Numer z kodem. Uważaj, 28-latek stracił tak 1000 zł
Okazuje się, że oszuści nie polują wyłącznie na osoby starsze, korzystając z ich niewiedzy i łatwowierności. W ostatnim czasie ofiarą perfidnego oszustwa padł 28-latek ze Świdnicy. Policja apeluje o ostrożność do wszystkich, bez względu na wiek.

W ostatnim czasie ofiarą oszustwa finansowego padł 28-letni mieszkaniec powiatu świdnickiego. Stracił on 1000 złotych, tylko dlatego, że oszust skutecznie podszył się pod jego znajomego.

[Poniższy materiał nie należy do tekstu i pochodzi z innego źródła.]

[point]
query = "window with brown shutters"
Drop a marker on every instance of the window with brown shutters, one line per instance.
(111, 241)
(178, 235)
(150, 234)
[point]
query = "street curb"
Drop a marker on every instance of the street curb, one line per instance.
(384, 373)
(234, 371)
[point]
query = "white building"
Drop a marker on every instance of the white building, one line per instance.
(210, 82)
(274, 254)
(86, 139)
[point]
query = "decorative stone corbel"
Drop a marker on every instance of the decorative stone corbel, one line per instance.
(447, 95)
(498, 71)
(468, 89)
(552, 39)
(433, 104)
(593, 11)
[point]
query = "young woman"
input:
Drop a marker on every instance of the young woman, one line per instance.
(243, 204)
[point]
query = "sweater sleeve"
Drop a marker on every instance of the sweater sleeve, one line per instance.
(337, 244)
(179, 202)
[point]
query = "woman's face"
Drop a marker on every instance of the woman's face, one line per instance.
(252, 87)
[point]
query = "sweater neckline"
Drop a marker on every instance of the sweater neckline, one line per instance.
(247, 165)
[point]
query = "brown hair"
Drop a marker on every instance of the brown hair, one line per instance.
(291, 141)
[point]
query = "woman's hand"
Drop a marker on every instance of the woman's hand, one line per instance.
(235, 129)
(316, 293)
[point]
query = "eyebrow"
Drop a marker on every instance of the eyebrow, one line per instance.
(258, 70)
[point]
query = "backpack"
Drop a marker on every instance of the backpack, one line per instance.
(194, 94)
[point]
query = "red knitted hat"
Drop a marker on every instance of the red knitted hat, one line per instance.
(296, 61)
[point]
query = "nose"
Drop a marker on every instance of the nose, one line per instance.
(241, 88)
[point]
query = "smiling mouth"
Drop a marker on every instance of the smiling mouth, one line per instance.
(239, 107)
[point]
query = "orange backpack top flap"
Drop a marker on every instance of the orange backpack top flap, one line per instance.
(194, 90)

Mężczyzna stracił czujność i z jego konta zniknęło bezpowrotnie 1000 złotych.
Pomagajmy bliskim, ale bardziej rozważnie
Poszkodowany 28-latek zgłosił całą sprawę na policję, jednak gdyby wykazał się większą ostrożnością i zweryfikował rozmówcę, być może nie doszłoby do tego całego oszustwa.



Zgłaszający poinformował, że za pośrednictwem aplikacji Messenger otrzymał wiadomość od osoby podszywającej się pod jego znajomego. Oszust poprosił o pożyczkę i przesłanie pieniędzy za pomocą kodów BLIK. Mężczyzna, nie podejrzewając oszustwa, wygenerował i przesłał kody o łącznej wartości 1000 złotych.
Po dokonaniu operacji finansowej, 28-latek skontaktował się ze znajomym, ale to było już za późno. Znajomy poinformował go, że ktoś przejął jego konto na portalu społecznościowym, a on sam nikogo nie prosił o żadną pożyczkę.
Świdniccy policjanci apelują: "Zanim przekażemy komukolwiek kod BLIK, upewnijmy się, że za prośbą finansową nie kryje się próba oszustwa".
Kontaktujmy się i dopytujmy, używając różnych kanałów komunikacji
Co zatem powinniśmy zrobić? Najlepiej skontaktować się telefonicznie lub osobiście z osobą proszącą o wsparcie finansowe i upewnijmy się, że naprawdę potrzebuje pomocy. Przejmowanie kont na portalach społecznościowych jest teraz na porządku dziennym i łatwo możemy stać się łupem dla przestępców.